Data retrieval goes well beyond the scope of email and database systems to embrace all types of records. While databases contain structured data and email works with semistructured data, general data retrieval must address the huge majority of unstructured data in the enterprise, including documents, presentations and all types of media files. Consequently, finding documents or unstructured records in the data center has been likened to "finding a needle in a haystack," and this poses a serious dilemma for storage administrators responsible for managing data, handling regulatory compliance audits and meeting legal discovery requests. Document management software provides many of the features found with email and database archive tools, but several key features are essential for unstructured data. This chapter explains indexing, reporting, data analysis and policy management.
Understand the business needs
According to a study conducted by Xiotech Corp., about 90% of U.S. corporations are involved in some amount of litigation -- often juggling multiple lawsuits at any one time. In addition, noncompliance with government or industry regulations can carry penalties, including hefty fines, sanctions and even jail time. With such serious issues to contend with, it's easy to make a business case for document/records management or discovery tools. However, these tools can vary dramatically in their complexity and features. It's crucial for corporate stakeholders to understand their exposures and liabilities, and then evaluate the features that are most relevant for their industry or specific needs.
Index and search
Large enterprises can easily possess hundreds of millions of unstructured files, making it practically impossible to locate specific data using traditional filename or creation date information. Any document/records management tool should have a very strong indexing and search capability. As you saw in the overview for chapter 2,
retrieving data from archives
, indexing typically adds specific pieces of metadata to each file. Metadata goes beyond the basic file system details and can include a wide array of descriptive information that can easily be searched -- it's all about preparing a file to be found at a later date..

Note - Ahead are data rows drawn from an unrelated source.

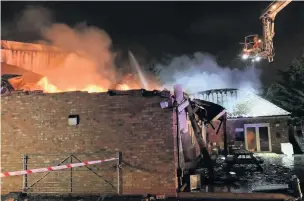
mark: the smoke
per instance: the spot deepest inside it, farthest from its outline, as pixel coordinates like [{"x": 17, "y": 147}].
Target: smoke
[
  {"x": 90, "y": 60},
  {"x": 202, "y": 73}
]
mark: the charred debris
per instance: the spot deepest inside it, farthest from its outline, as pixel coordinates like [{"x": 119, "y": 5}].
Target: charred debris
[{"x": 208, "y": 168}]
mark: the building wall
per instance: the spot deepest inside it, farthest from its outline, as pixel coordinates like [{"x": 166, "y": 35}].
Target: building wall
[
  {"x": 278, "y": 130},
  {"x": 33, "y": 57},
  {"x": 132, "y": 124}
]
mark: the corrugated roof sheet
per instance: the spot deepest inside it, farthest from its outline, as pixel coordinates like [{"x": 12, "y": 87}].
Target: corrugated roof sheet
[
  {"x": 247, "y": 104},
  {"x": 251, "y": 105}
]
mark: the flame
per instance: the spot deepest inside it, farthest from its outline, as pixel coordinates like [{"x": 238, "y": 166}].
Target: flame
[{"x": 45, "y": 85}]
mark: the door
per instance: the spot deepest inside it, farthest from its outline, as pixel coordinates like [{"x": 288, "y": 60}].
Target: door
[{"x": 257, "y": 137}]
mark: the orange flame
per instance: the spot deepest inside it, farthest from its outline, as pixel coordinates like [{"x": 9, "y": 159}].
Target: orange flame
[{"x": 48, "y": 87}]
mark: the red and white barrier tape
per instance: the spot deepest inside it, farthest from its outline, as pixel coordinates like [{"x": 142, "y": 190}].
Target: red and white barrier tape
[{"x": 49, "y": 169}]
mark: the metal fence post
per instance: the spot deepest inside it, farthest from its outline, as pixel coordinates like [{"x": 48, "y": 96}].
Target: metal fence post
[
  {"x": 119, "y": 173},
  {"x": 25, "y": 161},
  {"x": 71, "y": 176}
]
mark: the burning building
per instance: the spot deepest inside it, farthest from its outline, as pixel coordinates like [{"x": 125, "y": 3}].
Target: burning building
[
  {"x": 62, "y": 70},
  {"x": 253, "y": 122}
]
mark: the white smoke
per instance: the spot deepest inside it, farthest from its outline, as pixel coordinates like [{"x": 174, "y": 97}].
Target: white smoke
[{"x": 202, "y": 73}]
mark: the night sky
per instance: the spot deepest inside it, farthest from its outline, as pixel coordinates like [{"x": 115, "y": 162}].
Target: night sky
[{"x": 176, "y": 28}]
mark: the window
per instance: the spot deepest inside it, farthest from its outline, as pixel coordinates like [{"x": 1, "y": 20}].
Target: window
[
  {"x": 257, "y": 137},
  {"x": 278, "y": 135},
  {"x": 239, "y": 134},
  {"x": 73, "y": 120}
]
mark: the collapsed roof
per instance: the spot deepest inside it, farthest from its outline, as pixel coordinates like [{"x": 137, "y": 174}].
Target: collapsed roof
[
  {"x": 240, "y": 103},
  {"x": 28, "y": 79}
]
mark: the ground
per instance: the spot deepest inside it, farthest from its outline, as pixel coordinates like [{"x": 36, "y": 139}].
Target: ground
[{"x": 277, "y": 170}]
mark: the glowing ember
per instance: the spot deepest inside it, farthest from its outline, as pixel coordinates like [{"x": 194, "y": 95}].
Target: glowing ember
[{"x": 47, "y": 87}]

Comprehensive indexing is usually matched with an equally powerful search capability. In most cases, searching will sort through files based on previously created metadata. For example, a typical search might look for files created by "M. Smith" on "03 April" with "IPO" in the name or description. However, search capabilities are increasingly contextual, looking inside of files to locate important keywords. For example, a storage administrator dealing with the Securities and Exchange Commission (SEC) investigation into a brokerage firm might search all documents from "M. Smith" during "2005" containing words "promise," "guaranty" or "returns."
With such a potentially huge volume of records to examine, storage system performance is also an important consideration. Performance isn't just an issue with regular metadata searches, but it is particularly notable with context searches within documents. Lab testing and evaluation is strongly encouraged to gauge performance and allow for performance tuning within the storage infrastructure.

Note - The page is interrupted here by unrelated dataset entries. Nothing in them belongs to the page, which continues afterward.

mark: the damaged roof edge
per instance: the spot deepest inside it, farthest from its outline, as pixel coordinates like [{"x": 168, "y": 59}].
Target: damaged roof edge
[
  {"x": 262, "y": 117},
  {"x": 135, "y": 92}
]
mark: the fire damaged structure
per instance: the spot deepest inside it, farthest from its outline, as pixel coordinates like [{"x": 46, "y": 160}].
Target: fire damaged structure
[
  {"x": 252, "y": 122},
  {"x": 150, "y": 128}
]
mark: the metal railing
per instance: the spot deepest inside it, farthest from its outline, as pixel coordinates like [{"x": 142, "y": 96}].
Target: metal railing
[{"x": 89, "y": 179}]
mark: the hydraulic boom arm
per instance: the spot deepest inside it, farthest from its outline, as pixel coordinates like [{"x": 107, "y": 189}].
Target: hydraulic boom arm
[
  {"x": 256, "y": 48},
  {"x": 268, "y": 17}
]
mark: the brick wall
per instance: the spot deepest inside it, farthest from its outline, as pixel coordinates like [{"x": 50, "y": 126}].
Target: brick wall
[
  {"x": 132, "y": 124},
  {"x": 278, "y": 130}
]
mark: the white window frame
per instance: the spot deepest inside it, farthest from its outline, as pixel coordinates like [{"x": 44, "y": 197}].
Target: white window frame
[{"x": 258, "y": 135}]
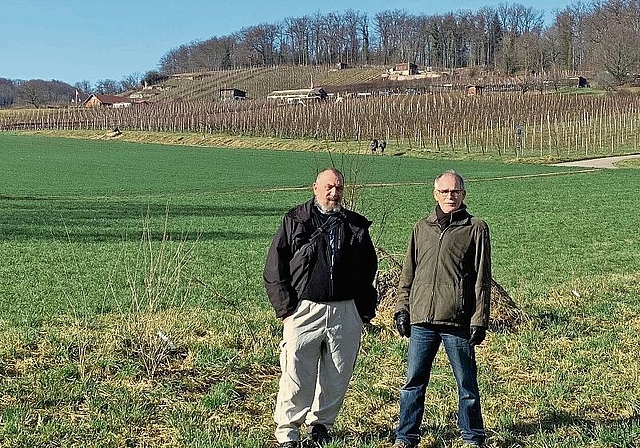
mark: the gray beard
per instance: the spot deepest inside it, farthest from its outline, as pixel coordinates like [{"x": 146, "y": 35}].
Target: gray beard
[{"x": 327, "y": 211}]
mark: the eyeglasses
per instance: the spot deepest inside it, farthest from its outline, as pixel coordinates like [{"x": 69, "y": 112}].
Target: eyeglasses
[{"x": 453, "y": 193}]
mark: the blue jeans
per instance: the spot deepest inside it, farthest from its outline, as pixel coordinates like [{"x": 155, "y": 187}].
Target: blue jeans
[{"x": 423, "y": 346}]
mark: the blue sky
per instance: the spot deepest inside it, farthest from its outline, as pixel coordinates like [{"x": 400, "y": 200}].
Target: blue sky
[{"x": 75, "y": 40}]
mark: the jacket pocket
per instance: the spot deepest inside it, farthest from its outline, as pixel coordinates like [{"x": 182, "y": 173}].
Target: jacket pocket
[{"x": 300, "y": 266}]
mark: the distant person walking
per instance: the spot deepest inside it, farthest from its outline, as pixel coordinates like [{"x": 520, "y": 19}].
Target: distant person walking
[
  {"x": 443, "y": 297},
  {"x": 319, "y": 278}
]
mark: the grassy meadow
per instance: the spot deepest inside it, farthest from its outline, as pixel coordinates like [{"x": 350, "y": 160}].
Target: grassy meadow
[{"x": 132, "y": 311}]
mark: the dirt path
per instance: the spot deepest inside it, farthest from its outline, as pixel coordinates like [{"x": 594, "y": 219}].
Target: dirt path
[{"x": 605, "y": 162}]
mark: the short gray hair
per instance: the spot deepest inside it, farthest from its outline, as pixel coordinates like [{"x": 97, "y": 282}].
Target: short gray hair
[{"x": 459, "y": 179}]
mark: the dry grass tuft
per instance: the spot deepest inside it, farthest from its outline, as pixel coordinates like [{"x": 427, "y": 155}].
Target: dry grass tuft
[{"x": 505, "y": 314}]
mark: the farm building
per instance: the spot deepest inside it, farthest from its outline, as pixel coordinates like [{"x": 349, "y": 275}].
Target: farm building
[
  {"x": 473, "y": 89},
  {"x": 406, "y": 68},
  {"x": 95, "y": 100},
  {"x": 232, "y": 94},
  {"x": 298, "y": 96}
]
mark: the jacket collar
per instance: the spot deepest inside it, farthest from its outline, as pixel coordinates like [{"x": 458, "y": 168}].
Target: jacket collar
[
  {"x": 458, "y": 217},
  {"x": 303, "y": 213}
]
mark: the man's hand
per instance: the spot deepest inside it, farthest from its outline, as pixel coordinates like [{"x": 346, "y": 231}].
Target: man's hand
[
  {"x": 403, "y": 323},
  {"x": 477, "y": 335}
]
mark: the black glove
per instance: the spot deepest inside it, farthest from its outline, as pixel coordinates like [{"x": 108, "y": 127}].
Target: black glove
[
  {"x": 403, "y": 323},
  {"x": 477, "y": 335}
]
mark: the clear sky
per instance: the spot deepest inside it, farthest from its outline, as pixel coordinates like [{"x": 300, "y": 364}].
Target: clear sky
[{"x": 75, "y": 40}]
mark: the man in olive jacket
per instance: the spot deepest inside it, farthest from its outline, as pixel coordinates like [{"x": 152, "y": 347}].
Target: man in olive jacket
[
  {"x": 319, "y": 278},
  {"x": 443, "y": 297}
]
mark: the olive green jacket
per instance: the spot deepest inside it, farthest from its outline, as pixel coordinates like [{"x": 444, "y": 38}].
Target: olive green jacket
[{"x": 446, "y": 277}]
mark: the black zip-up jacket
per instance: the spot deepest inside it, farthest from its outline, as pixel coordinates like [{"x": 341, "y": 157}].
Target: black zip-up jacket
[{"x": 299, "y": 262}]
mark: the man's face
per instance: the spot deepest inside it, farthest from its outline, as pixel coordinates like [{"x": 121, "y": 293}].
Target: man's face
[
  {"x": 448, "y": 193},
  {"x": 328, "y": 189}
]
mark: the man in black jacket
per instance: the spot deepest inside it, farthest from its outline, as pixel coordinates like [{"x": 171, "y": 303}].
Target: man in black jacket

Many types of document management software will output data in a search engine-type format, such as Google, but legal discovery software may also capture and deliver documents to litigation-oriented software, such as CaseCentral, Concordance, DB Textworks, Documatrix, Etech, Introspect, JFS Litigator's Noteboook, Lextranet, Nmatrix, Ringtail, Summation and Virtual Partner. Other tools specialize in organizing data specifically for the Department of Justice (DOJ), the Federal Trade Commission (FTC), NASD and SEC investigations.
Reporting and data analysis
But searching isn't enough -- consider the reporting and analytical capabilities of your document management software. You need to have an overview of the data that is available, including age, type and value details. This helps storage administrators get a view of the data they're storing and its adherence to retention policies.
Workflow analysis and auditing capability should be able to document file access and identify users that are interacting with the organization's data. This can help to protect sensitive data against unauthorized access and identify users that are operating outside of corporate workflow policies. For example, auditing can document users that delete files. Unauthorized users can then be identified and corrected.
Policy management and enforcement
Today's glut of unstructured data is also subject to corporate data retention and deletion, so document management software must allow administrators to manage and enforce policies so that each data type is retained for the appropriate period. Retention periods will vary depending on the data type and the industry. For example, patient records will be retained far longer than a common corporate memo. Documents are then securely deleted once the retention period has expired. Any deletion should be properly documented to avoid accusations of spoliation (destruction or alteration of evidence). If litigation is a key concern, software should also provide a "litigation hold" feature where relevant data is exempted from deletion.
Finally, it's important to note that retention policies do not come from software. Instead, policies are set through a comprehensive understanding of government and industry regulations, along with a thorough knowledge of business objectives and risk factors. No two businesses will necessarily have the same retention policies for a given data type. Experts suggest that it's easier to integrate document management software in the enterprise when there is a well-defined and established "paper" retention policy already in place.